Monday 23 October 2017

175 jobs to go as 'pay day' lender shuts Irish office

Barry Maloney
Barry Maloney

Brian Byrne

An Irish-backed 'pay day' loan provider which once charged an annual percentage rate (APR) of almost 6,000pc is expected to shut its Dublin office with the loss of 175 jobs.

Britain's biggest short-term loan provider, Wonga, announced its intention to close its office on Sir John Rogerson's Quay by mid-2016 as part of a bid to reduce its "high cost base".

Wonga is backed by Balderton Capital, a venture capital firm founded by former chief executive of Esat Digifone, Barry Maloney.

The Irishman's firm was named last year as one of the companies which used Luxembourg's complicated corporate structures to lower its tax liability.

Wonga chairman Andy Haste said the company "can no longer sustain its high cost base which must be significantly reduced to reflect our evolving business and market".
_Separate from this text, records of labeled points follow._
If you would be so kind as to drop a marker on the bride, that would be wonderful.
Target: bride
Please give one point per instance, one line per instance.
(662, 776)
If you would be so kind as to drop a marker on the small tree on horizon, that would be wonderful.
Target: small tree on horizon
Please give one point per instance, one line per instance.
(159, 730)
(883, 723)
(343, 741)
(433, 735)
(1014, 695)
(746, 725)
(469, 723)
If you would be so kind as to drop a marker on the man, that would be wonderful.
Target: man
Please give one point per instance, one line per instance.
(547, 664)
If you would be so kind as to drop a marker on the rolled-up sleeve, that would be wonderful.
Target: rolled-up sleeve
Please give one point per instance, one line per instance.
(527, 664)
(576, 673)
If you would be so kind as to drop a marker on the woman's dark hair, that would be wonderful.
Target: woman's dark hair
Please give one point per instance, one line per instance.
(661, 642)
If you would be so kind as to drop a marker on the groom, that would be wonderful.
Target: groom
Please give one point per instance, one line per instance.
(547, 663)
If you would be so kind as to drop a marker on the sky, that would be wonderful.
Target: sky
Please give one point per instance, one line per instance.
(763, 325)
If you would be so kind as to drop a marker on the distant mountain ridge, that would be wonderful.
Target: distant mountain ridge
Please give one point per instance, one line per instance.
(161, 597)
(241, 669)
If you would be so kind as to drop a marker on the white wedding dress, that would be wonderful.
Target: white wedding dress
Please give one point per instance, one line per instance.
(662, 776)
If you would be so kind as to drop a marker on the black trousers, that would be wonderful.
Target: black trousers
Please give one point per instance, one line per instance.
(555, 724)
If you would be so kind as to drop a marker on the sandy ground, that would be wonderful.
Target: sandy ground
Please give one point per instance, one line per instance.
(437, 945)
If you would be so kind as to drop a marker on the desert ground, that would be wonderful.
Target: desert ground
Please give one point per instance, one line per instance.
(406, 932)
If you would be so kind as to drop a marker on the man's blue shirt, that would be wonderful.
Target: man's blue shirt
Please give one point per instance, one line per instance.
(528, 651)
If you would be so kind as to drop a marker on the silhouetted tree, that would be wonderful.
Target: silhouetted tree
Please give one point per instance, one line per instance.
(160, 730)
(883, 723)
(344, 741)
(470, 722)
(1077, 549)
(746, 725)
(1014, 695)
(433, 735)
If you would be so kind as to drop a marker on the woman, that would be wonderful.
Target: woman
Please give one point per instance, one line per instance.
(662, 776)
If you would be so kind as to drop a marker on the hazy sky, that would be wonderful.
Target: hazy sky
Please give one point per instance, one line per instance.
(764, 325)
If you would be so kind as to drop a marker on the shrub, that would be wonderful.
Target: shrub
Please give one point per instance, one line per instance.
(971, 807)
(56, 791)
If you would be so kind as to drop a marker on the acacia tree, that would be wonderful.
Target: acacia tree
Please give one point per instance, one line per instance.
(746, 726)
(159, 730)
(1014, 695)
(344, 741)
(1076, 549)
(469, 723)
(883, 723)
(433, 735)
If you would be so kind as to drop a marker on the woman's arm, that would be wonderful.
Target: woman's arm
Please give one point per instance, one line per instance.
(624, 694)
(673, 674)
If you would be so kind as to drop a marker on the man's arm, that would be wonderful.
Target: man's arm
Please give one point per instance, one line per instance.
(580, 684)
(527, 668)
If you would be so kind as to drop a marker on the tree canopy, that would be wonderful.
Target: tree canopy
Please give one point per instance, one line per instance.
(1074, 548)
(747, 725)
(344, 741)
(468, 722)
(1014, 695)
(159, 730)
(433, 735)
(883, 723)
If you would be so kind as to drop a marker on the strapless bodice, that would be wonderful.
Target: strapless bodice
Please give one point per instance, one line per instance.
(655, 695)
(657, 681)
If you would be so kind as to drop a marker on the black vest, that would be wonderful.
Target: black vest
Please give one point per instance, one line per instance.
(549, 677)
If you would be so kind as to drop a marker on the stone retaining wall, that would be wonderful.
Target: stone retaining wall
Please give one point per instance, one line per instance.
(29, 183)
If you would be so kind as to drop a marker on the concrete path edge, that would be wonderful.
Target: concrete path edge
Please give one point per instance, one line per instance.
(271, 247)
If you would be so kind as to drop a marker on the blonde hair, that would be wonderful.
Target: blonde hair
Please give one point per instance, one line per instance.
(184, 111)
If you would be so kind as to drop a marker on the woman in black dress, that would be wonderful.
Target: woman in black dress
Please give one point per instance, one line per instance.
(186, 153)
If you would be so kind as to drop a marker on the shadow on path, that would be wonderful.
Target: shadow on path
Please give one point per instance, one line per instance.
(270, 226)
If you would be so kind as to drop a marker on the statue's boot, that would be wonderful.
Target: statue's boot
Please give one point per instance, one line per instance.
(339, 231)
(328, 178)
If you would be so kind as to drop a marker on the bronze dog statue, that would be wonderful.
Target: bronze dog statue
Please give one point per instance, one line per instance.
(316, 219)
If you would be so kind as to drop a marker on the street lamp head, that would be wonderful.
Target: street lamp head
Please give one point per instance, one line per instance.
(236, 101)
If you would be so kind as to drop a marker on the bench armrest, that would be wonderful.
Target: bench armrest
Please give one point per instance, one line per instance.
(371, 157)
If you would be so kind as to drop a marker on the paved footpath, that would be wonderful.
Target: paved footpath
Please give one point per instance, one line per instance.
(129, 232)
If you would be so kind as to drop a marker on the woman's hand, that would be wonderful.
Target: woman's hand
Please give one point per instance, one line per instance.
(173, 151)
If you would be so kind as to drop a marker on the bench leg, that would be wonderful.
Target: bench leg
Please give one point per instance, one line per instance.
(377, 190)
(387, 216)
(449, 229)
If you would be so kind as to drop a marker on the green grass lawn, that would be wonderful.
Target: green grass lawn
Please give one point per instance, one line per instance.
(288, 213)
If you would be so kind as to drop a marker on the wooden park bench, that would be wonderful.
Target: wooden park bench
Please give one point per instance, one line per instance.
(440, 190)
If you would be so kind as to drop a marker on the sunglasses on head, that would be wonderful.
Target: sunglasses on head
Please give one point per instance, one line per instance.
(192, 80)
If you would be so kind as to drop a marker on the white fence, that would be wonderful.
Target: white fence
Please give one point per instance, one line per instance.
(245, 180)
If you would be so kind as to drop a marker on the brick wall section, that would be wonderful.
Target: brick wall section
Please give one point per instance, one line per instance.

A total of 325 jobs could go as part of the restructuring, with its office in Tel Aviv, Israel also due to shut later this year.

As part of the restructuring plan, Wonga will now focus on its core consumer businesses in the UK and overseas.

The group is aiming to make overall cost savings of at least €34m across the next two years, after a period of rapid expansion that saw costs treble between 2012 and 2014.

Wonga's downsizing comes following a series of controversies which hit the industry last year.

The company, which employs 950 people internationally, was forced to pay out €3.5m in compensation to 45,000 customers last June after it issued fake legal letters to chase outstanding debts.

The announcement came on the same day the UK's Competition and Markets Authority announced new rules to force 'pay day' lenders to be more transparent about their charges.

Britain's Financial Conduct Authority tightened regulations on short-term loan providers since its appointment last April.

Such companies can no longer roll over a loan more than twice, or try to reclaim payment from a client's account more than twice.

A spokesman said Wonga offers a daily interest rate of 0.8pc on 30-day loans.

Mr Haste said: "Wonga can no longer sustain its high cost base. We've had to take tough but necessary decisions about the size of our workforce."